The macro influences on the review and the $5 billion-$6 billion of writedowns Newcrest has flagged – the fall in the gold price this year from around $US1700 an ounce to below $US1380 an ounce and the value of the Australia dollar – aren’t exactly unknown to the market and the analysts who follow the company. Nor were the production issues and high costs that have plagued the group in recent years.
The Newcrest response to those influences on its performance was also predictable, given that it is similar to what just about every resource company in the world is doing. It is pulling back on capital and exploration expenditures, cutting costs across the board and suspending mining of its higher cost ounces.
While the possibility that the coincidence of the timing of the downgrades and the review outcomes was purely due to alert analysts with a deep understanding of the group it is unlikely that the Australian Securities and Investment Commission will read Newcrest’s response to the ASX query and close the file.

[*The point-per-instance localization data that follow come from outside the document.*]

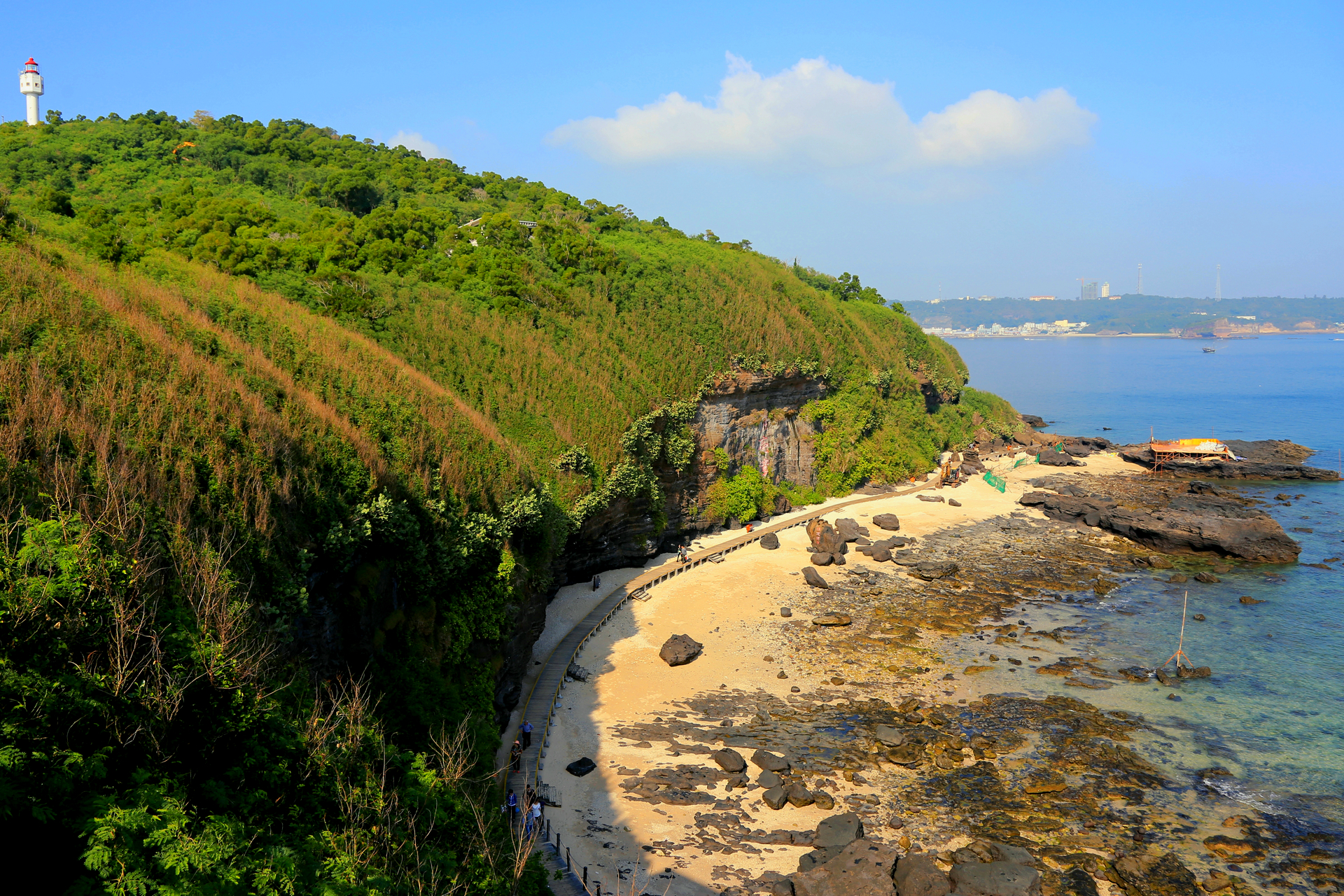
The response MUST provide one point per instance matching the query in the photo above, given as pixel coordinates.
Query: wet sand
(733, 609)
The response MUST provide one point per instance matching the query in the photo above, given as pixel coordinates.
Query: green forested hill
(292, 429)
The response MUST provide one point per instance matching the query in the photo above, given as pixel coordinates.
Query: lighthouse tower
(30, 85)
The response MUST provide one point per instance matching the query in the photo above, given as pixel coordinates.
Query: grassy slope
(237, 473)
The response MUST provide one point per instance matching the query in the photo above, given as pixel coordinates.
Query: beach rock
(581, 767)
(930, 570)
(1158, 875)
(797, 796)
(824, 538)
(862, 868)
(769, 761)
(838, 830)
(995, 879)
(680, 649)
(918, 875)
(729, 760)
(890, 735)
(848, 530)
(1190, 523)
(832, 620)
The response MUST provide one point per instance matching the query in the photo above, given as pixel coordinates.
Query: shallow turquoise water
(1275, 710)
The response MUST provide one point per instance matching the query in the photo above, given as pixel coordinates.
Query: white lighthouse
(30, 85)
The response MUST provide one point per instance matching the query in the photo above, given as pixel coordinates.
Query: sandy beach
(753, 656)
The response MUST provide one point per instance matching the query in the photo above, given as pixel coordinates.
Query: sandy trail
(733, 610)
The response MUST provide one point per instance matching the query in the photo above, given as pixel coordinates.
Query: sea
(1273, 713)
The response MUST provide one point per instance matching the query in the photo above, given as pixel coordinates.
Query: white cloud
(413, 140)
(819, 115)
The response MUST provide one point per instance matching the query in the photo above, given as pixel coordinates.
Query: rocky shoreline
(951, 789)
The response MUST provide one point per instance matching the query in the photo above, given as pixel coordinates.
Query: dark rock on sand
(995, 879)
(729, 760)
(1189, 523)
(581, 767)
(918, 875)
(680, 649)
(769, 761)
(832, 620)
(1156, 875)
(930, 570)
(863, 868)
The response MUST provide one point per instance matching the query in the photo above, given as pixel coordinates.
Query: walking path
(546, 692)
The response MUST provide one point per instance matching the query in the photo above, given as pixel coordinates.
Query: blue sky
(1000, 149)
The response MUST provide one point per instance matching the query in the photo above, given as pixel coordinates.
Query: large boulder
(930, 570)
(838, 830)
(918, 875)
(1161, 875)
(680, 649)
(729, 760)
(769, 761)
(995, 879)
(863, 868)
(1187, 524)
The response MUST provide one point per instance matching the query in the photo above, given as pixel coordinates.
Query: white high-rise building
(30, 85)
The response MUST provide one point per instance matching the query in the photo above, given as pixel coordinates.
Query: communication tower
(30, 85)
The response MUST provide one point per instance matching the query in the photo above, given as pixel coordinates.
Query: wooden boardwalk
(546, 695)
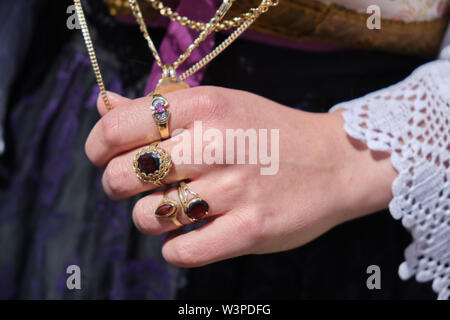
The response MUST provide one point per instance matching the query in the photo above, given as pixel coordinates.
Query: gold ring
(161, 114)
(168, 209)
(152, 164)
(195, 208)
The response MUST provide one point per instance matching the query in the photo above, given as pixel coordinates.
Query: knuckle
(182, 255)
(250, 225)
(111, 129)
(141, 219)
(115, 179)
(211, 102)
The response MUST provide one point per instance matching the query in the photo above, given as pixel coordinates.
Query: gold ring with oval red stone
(152, 164)
(168, 209)
(196, 208)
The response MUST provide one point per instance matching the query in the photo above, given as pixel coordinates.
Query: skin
(325, 177)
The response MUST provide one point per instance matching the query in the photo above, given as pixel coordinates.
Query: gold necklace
(170, 81)
(224, 25)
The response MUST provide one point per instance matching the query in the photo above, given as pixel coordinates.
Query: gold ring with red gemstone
(168, 209)
(160, 114)
(152, 164)
(196, 207)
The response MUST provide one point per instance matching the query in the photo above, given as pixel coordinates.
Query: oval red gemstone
(148, 163)
(197, 209)
(165, 209)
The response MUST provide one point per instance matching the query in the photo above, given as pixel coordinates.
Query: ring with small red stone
(168, 209)
(160, 114)
(152, 164)
(196, 208)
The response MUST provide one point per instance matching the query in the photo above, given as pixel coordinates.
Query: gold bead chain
(91, 52)
(209, 27)
(202, 36)
(224, 25)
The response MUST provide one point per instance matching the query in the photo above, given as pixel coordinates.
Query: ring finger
(220, 193)
(120, 180)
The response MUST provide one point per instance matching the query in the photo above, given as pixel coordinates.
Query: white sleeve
(411, 119)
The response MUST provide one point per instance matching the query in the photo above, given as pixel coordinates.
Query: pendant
(166, 85)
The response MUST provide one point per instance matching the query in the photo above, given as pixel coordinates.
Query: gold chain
(224, 25)
(91, 51)
(206, 29)
(226, 4)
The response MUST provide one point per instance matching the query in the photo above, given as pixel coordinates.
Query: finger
(120, 180)
(132, 126)
(219, 193)
(115, 99)
(225, 237)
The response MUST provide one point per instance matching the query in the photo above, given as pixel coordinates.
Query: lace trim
(411, 120)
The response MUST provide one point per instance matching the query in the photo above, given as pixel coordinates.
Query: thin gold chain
(199, 26)
(218, 50)
(91, 52)
(262, 8)
(135, 8)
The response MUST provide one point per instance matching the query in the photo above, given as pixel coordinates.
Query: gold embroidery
(312, 21)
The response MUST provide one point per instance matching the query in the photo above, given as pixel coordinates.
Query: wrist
(363, 177)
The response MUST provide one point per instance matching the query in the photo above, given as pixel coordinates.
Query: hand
(324, 177)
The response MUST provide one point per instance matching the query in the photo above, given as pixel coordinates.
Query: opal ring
(160, 114)
(196, 208)
(152, 164)
(168, 209)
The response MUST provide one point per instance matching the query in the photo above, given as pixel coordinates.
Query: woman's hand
(324, 177)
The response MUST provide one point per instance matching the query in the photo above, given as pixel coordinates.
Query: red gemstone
(197, 209)
(165, 209)
(148, 163)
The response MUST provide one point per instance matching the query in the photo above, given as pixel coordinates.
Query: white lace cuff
(411, 119)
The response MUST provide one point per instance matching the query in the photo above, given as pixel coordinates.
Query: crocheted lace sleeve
(411, 119)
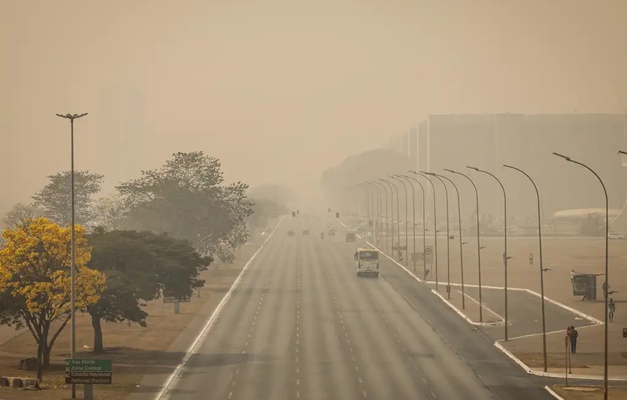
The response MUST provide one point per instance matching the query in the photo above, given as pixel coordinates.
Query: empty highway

If there were no selective briefings (and it is difficult to believe a group as big and sophisticated as Newcrest would be silly enough to try to soften the market up by giving particular analysts any tip-offs) it is possible that, given the review did involve deep corporate cost-cutting and the closure of Newcrest’s Brisbane office, that an inkling of what was to come was percolating at levels lower within the group than the board and senior management team.
ASIC will no doubt be keen to ascertain whether specific elements of the review’s findings and recommendations, and of the budget for next year, were leaked to the analysts or the market-at-large and even more keen to know whether anyone traded Newcrest shares on the basis of information not generally available to the market.